Nach dem Krieg lebt das Arztehepaar Richard und Paula Hellmer in einer Sechszimmerwohnung, nicht nur mit ihren Zwillingen sondern auch mit Paulas Vater, Richards Eltern, einer Haushaltshilfe sowie Fritz Ellerweg, dem besten Freund Richards, und seinem Sohn Harri. Tagsüber dienen die Räumlichkeiten auch als Warte- und Sprechzimmer. Melanie Metzenthin beschreibt in ihrem Buch auf eine Weise, in die ich mich sehr gut in die Geschichte einfühlen konnte, den Alltag der Wohngemeinschaft. Es ist ein täglicher Kampf um die einfachsten Dinge. Fritz hat gute Beziehungen zu einem Schieber und kommt mit seinen Freunden überein, ein lukratives illegales Tauschgeschäft einzugehen. Außerdem kommt ihnen die Freundschaft zu dem britischen Besatzungsoffizier Arthur Grifford immer wieder zu Gute.

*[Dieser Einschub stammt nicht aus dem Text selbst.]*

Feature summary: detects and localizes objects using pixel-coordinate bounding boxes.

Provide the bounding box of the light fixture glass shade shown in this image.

Erst durch die Schilderungen der Autorin wurde mir bewusst, wie lange es tatsächlich gedauert hat, bis in Deutschland wieder eine ausreichende Versorgung der Bevölkerung mit allen Dingen des täglichen Bedarfs erreicht wurde. Melanie Metzenthin hat hervorragend recherchiert. Die geschilderten Ereignisse wirken überaus glaubhaft und die Handlung lief wie ein Film in meinem Kopf ab. Sie flechtet viele historische Ereignisse in ihren Roman ein, sei es die Entwicklung auf dem Gebiet der Medien oder auch die Einführung der Deutschen Mark. Ein besonderes Augenmerk richtet sie als Psychotherapeutin nach ihrem eigenen Interesse auf die Geschichte der Medizin.
Überraschende Wendungen gibt es in der Familie von Fritz Ellerweg, aber auch bei Arthur Grifford. Hierin spiegelt die Autorin das Verhältnis der Bevölkerung von zwei Staaten wider, die Kriegsgegner waren. Sie lässt ihre Figuren das Für und Wider aktueller Themen der Nachkriegszeit diskutieren, was mich mehrfach nachdenklich stimmte. Es war mir ein Vergnügen, die Weiterentwicklung der Charaktere zu verfolgen, welche Chancen sie ergriffen haben, welche Berufe sie verfolgten und welche Liebesbande sich aufbauten. Wieder habe ich mit ihnen gebangt und gehofft, Aufgeben war nie eine Option, Träumen dagegen schon.
Melanie Metzenthin hat mit „Die Stimmlosen“ einen überzeugenden Roman über die Nachkriegsjahre geschrieben. Die Schicksale ihrer fiktiven Figuren berühren und rufen manche vergessenen Ereignisse, schöne wie auch traurige, wieder ins Gedächtnis. Mir hat das Buch sehr gut gefallen und ich empfehle es uneingeschränkt weiter.